С Лаготом Ольсен такими мыслями совершенно точно не собирался делиться. Зато поделился другой, угаданной им сами по переглядкам Арахны и Мальта, по их резкому равнодушию к пропагандистам.
-Знаешь, мне кажется, наше время проходит.
-О чем ты? – Лагот не ожидал такого резкого и странного перехода. – Мы молоды, мы…
-Мы им не нужны. Народ успокоен. Послы прибыли и подписали. Дальше мы им не нужны. Бунта не будет, а север они помнут. Так зачем им содержать таких как я, таких как ты?

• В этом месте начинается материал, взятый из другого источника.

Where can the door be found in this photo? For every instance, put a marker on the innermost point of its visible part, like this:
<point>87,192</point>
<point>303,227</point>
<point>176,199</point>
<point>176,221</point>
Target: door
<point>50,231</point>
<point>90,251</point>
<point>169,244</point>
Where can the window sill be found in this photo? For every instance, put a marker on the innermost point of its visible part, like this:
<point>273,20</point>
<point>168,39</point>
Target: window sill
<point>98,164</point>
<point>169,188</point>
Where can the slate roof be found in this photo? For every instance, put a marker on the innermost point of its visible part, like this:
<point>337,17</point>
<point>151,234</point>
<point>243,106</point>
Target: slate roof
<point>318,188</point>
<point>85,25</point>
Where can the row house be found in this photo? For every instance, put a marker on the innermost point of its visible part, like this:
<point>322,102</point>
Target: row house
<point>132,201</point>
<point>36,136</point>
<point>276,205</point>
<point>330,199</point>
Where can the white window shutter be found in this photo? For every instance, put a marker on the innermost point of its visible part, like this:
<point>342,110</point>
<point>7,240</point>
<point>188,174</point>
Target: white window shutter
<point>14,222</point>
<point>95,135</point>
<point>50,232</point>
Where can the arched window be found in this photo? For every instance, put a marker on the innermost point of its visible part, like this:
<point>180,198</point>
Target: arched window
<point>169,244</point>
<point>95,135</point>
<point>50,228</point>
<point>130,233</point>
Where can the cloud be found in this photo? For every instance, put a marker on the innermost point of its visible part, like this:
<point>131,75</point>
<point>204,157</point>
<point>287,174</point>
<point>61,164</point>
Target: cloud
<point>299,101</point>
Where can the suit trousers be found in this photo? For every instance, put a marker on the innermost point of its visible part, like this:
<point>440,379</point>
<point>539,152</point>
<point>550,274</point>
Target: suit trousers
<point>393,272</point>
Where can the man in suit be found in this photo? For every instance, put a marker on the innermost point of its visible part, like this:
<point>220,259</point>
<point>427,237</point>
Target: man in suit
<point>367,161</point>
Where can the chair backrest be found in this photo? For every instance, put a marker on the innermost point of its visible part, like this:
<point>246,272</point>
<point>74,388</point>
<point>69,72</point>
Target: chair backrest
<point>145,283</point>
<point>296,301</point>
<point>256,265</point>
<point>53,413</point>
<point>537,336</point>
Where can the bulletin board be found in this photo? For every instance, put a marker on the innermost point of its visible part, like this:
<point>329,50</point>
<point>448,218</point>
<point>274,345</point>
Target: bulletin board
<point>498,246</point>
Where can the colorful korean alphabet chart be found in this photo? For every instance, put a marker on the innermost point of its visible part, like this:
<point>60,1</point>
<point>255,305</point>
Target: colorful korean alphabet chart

Лагот застря головою, никак не умея понять, что именно пытается сказать ему Ольсен:
-Они наняли нас!
-Ну и? – Ольсен хмыкнул. – Когда мы им были нужны! Но теперь…
-Значит, будем искать работу, - Лагот принял эту весть с облегчением. Ему даже как-то значительно полегчало. Вся эта шумиха, все эти триумфы нравились ему лишь в первые дни, когда он сам не думал, что у него что-то может получиться как у поэта. Но сейчас, когда больше не было смысла в пропаганде, когда все приходило в норму, роспуск стал бы спасением.
Лагот на минуту попробовал представить, чем он займется дальше, и не смог. Столько возможностей, вроде бы, открывает жизнь, но приглядишься – понимаешь: там берут лишь своих, там все погрязло в кровных связях, там нужны деньги, а там нужен талант.
А куда деваться бесталанным и не имеющим родового имени? Тем, кто обходится без покровителя? Куда идти таким людям, кем им быть?
Но Ольсен был мрачен. Он вдруг сказал то, что очень не понравилось Лаготу:
-Будем искать, если они нас отпустят. Мы ведь свидетели их становления. Мы можем заявить народу, как нам платили за то, чтобы мы восхваляли короля. Не запрещено, конечно, но неприятно слышать такое открыто от слуг. Не находишь?
Лагот почувствовал странную рожь в пальцах и решил не отвечать.
-Я шучу, - криво усмехнулся Ольсен, заметив его реакцию. А восславление Мирасу ты сегодня действительно читал без огня! Благо, сегодня пир, и наш король будет милосерден.
Между тем еще на пиру Высший Жрец Луала и советник короля Мираса, да будут дни его долги, Медер, получил записку от его величества с четким указанием:
«Не налегайте на вино, жрец. После празднества вы нужны мне в трезвом уме».
Медер и не налегал на вино, а получив же записку, и вовсе перестал даже притрагиваться к пище, гадая, зачем именно его вызывает король. Вряд ли за благословением! Его величество не появляется на службе чаще, чем этого требует его долг.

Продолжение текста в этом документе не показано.